The Dunmer down below didn’t look like a Temple heretic. If anything, he looked more like a simple traveler. His guar was picketed a few yards from his campfire, and the Dunmer himself sat humming as he stirred a stew pot. The scene seemed relaxed, bucolic.

But Drai knew the cut of the man’s robes anywhere. The House Dunmer were smart enough not to wear robes in the Temple’s telltale red and gold while in Ashlander territory, but they still didn’t comprehend that the Ashlanders weren’t fooled by such a simple disguise. The signs were there for those who knew where to look.

“I wonder what you’re doing so far from home,” murmured Drai thoughtfully, turning down the fern leaf with a fingertip, so he could see as the Dunmer got up and poured some of the stew into a bowl, presumably for the guar to eat. Oddly, the guar ignored it.

“The Widow says he’s a spy,” said Taargus beside him.

“And what are Zeketah’s orders?” asked Drai.

The Dunmer below bent down as if to coax the guar to its food, but then he paused. He looked up and down the screening ferns suspiciously, and put his hand to the knife of his belt.

“Yes, we’re watching you,” said Taargus nastily. “But you won’t find us. You barely know the jungles anymore, do you, despite having pushed our kind out of them.”

Haltingly, the Temple mer got to his feet, staring around him in sudden fear. Like a predator, Taargus tensed in anticipation. The Temple mer called out a name and turned to flee, but it was too late.

It wasn’t Drai who shot the first arrow. He didn’t even shoot the second. He didn’t remember much of the ensuing struggle at all, only coming to standing over the dying mer with his hunting knife in the mer’s belly, the victorious hoots of the other Ashlanders fading into the trees behind him.

Blood was dripping down the Temple mer’s chin, but he was still lucid. He and Drai watched each other, and Drai was surprised to note no signs of ire in the Temple mer’s fading eyes.

“Why are you so calm?” he suddenly asked, twisting his mouth around the strange speech of the House Dunmer.

“The Tribunal watches over me,” said the Temple mer.

His perfect calm irritated Drai. “Your gods are liars and murderers,” he snapped.

But the Temple mer just smiled.

A rustle in the brush alerted him, and Drai swung around.

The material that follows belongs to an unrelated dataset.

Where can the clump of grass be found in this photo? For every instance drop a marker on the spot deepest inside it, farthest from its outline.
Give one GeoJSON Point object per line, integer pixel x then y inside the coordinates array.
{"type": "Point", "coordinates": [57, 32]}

The other Ashlanders were too far away now to help him, and he cursed himself for his lack of awareness.

Not that he needed to worry. A Dunmer girl, barely into puberty, was standing behind him, clutching the stew bowl that had been left out for the guar. Or perhaps not it hadn’t been for the guar after all… She stared at the dying Temple mer, choked up in sudden realization.

“The Tribunal watches over us all.” The Temple mer spat out more blood, then lay still.

Drai and the girl stared at each other. He should call back the others, Drai knew; even though these Ashlanders were not of his tribe, he owed them more loyalty than this Temple scum. But though his hand drifted to his bowstring, he didn’t pull it, didn’t move.